Since this incident, we have been investigating methods to transparently migrate users from the original cluster to the rebuilt cluster. Unfortunately, our exhaustive investigation yielded no viable method for QRIScloud to perform this migration transparently, and as such we need affected volume storage users to assist us to migrate data from their current volumes into brand new volumes.
Volumes created before the 19th of April, 2016 in the QRIScloud availability zone with a volume type of QRIScloud are affected by this issue. Volumes that have a QRIScloud-rds volume type are not affected by this issue. QRIScloud support staff will contact users with affected volumes directly in the near future.
Volume creation and deletion can be done through the NeCTAR dashboard or by using the "cinder" command-line utility. Creating a new volume in the QRIScloud availability zone with no volume type specified will automatically create the new volume in the rebuilt cluster.
We have a hard deadline for completing the volume migrations by the 29th of July, 2016. We strongly encourage instance administrators to migrate data onto new volumes as soon as practical over the next six weeks.

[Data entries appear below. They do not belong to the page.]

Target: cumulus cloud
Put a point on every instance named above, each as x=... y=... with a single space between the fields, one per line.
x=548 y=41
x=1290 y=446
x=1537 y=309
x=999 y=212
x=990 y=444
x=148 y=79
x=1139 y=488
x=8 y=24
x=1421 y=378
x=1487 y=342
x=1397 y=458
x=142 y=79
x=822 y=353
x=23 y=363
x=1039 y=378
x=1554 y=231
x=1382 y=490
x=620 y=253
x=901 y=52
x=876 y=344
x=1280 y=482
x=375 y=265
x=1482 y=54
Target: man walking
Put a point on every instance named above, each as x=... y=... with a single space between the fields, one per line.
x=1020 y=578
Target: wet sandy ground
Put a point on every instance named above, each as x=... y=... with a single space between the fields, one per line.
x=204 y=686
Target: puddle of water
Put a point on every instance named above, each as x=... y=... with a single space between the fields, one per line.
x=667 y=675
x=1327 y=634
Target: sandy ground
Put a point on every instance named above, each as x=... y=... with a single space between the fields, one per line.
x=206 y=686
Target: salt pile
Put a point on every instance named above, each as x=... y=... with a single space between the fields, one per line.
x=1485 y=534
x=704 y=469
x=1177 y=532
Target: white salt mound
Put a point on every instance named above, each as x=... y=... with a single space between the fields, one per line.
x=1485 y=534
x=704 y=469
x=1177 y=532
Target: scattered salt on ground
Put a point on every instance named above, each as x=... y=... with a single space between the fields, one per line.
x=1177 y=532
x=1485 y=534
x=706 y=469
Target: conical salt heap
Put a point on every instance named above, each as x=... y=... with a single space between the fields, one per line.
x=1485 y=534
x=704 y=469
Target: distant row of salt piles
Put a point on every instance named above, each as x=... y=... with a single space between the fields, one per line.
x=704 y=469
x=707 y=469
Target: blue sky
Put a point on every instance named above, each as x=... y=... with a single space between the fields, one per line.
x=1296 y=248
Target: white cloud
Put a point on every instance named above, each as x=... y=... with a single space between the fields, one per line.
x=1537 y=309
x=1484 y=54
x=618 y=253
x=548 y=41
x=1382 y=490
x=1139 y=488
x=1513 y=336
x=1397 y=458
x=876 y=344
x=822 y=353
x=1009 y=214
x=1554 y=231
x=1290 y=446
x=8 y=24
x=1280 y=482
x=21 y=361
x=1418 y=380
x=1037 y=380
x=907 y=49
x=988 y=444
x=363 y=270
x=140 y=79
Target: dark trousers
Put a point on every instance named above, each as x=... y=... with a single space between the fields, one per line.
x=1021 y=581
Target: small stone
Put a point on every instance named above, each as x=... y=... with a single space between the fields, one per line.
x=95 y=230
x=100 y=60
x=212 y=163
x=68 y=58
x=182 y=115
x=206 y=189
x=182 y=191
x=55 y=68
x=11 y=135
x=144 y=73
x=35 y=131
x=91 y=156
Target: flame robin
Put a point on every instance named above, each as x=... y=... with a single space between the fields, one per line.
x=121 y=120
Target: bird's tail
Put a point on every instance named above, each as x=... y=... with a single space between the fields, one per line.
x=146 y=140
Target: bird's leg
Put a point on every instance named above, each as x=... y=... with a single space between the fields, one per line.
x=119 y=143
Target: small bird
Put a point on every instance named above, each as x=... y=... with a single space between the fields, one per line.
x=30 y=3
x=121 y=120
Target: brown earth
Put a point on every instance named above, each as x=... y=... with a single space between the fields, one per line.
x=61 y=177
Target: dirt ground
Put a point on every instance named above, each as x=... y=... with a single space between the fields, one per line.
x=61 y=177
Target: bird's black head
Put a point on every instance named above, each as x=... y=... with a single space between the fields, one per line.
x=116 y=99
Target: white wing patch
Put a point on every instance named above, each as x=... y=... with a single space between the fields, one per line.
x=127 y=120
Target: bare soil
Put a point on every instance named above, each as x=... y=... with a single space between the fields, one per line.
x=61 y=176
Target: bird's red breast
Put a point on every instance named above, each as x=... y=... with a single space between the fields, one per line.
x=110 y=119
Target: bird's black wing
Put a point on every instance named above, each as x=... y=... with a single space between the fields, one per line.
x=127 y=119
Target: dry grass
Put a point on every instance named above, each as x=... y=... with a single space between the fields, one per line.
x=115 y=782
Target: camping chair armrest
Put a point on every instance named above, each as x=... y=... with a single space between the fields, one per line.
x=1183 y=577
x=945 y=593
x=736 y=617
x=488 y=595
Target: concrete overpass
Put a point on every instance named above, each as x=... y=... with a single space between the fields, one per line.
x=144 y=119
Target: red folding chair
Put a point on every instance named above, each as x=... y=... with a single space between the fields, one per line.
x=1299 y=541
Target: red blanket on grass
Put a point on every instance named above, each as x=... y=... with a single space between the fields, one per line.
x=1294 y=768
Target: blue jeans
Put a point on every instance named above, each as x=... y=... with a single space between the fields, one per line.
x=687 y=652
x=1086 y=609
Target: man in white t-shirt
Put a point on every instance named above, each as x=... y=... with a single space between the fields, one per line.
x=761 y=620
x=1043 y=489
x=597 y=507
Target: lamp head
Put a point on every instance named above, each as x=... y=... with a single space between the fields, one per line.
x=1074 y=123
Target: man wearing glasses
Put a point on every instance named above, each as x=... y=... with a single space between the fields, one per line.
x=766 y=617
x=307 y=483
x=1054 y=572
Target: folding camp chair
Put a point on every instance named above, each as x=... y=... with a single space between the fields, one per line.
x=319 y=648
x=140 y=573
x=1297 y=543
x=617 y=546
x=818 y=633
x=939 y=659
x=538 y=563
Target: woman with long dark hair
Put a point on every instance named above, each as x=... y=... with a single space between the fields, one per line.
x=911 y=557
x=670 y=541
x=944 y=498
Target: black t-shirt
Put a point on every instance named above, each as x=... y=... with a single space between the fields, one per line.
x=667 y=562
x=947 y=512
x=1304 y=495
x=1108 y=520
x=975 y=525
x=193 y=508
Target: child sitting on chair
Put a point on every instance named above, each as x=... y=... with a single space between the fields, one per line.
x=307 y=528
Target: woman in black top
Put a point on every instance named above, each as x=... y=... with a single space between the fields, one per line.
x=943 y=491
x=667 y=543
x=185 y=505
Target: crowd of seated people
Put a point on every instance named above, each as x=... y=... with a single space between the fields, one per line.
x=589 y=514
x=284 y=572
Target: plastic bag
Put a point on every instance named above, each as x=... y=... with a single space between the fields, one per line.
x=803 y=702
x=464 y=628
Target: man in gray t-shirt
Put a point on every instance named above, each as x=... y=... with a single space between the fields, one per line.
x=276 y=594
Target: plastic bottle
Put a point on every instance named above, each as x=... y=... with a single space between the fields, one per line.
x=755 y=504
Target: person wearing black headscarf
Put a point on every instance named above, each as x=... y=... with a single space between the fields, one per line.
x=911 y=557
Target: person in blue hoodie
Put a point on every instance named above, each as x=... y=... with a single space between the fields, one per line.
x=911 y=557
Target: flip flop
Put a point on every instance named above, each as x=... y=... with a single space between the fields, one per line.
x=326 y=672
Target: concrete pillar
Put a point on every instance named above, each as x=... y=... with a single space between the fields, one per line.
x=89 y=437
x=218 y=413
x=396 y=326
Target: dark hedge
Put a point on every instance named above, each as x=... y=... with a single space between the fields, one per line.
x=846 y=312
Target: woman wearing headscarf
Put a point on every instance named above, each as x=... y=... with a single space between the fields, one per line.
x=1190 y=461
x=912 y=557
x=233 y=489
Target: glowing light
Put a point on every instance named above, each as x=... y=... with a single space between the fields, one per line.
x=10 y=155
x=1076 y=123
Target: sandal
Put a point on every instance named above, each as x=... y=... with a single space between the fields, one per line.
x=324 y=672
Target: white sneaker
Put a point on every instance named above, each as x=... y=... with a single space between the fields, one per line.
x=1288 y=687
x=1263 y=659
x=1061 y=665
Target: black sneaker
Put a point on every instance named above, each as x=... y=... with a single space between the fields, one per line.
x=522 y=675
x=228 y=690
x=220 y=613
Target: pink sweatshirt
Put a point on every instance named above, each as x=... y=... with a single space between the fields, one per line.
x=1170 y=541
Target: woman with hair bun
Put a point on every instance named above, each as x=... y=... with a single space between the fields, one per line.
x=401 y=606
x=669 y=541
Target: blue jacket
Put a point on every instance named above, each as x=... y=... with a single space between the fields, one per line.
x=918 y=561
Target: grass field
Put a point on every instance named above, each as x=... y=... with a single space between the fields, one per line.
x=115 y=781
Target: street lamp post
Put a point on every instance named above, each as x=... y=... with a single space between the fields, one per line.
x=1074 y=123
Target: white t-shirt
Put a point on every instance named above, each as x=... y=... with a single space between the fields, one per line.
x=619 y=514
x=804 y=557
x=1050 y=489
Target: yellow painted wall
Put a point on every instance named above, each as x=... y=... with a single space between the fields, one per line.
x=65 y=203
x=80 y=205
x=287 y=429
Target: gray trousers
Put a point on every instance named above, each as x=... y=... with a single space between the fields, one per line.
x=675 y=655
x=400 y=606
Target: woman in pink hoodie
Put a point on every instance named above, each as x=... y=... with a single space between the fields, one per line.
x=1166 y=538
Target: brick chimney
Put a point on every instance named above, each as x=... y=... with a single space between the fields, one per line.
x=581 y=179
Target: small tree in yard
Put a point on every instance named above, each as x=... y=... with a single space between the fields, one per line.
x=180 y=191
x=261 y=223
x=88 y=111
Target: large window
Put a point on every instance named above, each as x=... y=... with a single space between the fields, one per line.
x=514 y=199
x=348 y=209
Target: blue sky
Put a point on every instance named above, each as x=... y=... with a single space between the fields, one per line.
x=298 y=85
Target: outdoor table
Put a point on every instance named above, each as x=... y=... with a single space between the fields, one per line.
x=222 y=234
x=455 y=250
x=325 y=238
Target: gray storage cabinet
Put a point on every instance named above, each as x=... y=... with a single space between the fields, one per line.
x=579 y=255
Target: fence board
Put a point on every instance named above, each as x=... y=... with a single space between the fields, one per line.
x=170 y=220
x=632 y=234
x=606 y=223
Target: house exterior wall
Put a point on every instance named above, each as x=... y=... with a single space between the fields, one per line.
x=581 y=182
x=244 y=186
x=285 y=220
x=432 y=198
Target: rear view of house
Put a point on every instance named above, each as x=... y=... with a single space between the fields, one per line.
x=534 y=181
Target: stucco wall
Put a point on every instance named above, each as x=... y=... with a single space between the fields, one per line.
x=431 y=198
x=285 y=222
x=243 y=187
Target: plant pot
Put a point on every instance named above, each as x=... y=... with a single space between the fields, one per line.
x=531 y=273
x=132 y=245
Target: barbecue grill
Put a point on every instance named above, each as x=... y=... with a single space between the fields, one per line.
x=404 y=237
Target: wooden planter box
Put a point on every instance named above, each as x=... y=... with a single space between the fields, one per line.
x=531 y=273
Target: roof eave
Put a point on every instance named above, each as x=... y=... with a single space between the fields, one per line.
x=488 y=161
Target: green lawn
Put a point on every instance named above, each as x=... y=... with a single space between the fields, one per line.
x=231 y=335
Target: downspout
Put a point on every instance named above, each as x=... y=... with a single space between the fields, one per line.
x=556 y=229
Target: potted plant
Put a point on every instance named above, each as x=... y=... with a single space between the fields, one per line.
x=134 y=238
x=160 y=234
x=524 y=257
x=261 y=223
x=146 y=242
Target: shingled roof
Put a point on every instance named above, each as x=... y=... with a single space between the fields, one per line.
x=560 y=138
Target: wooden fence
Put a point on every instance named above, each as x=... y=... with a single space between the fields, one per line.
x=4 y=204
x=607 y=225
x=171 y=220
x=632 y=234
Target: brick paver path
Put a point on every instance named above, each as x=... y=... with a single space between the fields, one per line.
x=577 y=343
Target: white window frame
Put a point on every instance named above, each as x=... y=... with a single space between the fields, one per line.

Depending on your use case for volume storage, there may be several options available to you for performing this migration.
Use-case: volume storage is being used as scratch space
Some users of volume storage use their volumes for large-scale working space for computations running on their instances. This "use-case" is the simplest to deal with. What we recommend is the following:
- Turn off your job scheduler, and wait for your current set of computations to finish.
- Check that the mounted volume contains nothing that needs to be kept.
- Unmount the volume (e.g. "sudo umount <mount-point>") and detach it from your instance.
- Delete the volume.
- Create a new volume of an appropriate size via the NeCTAR Dashboard.
- Attach your new volume to your instance, and reboot the instance.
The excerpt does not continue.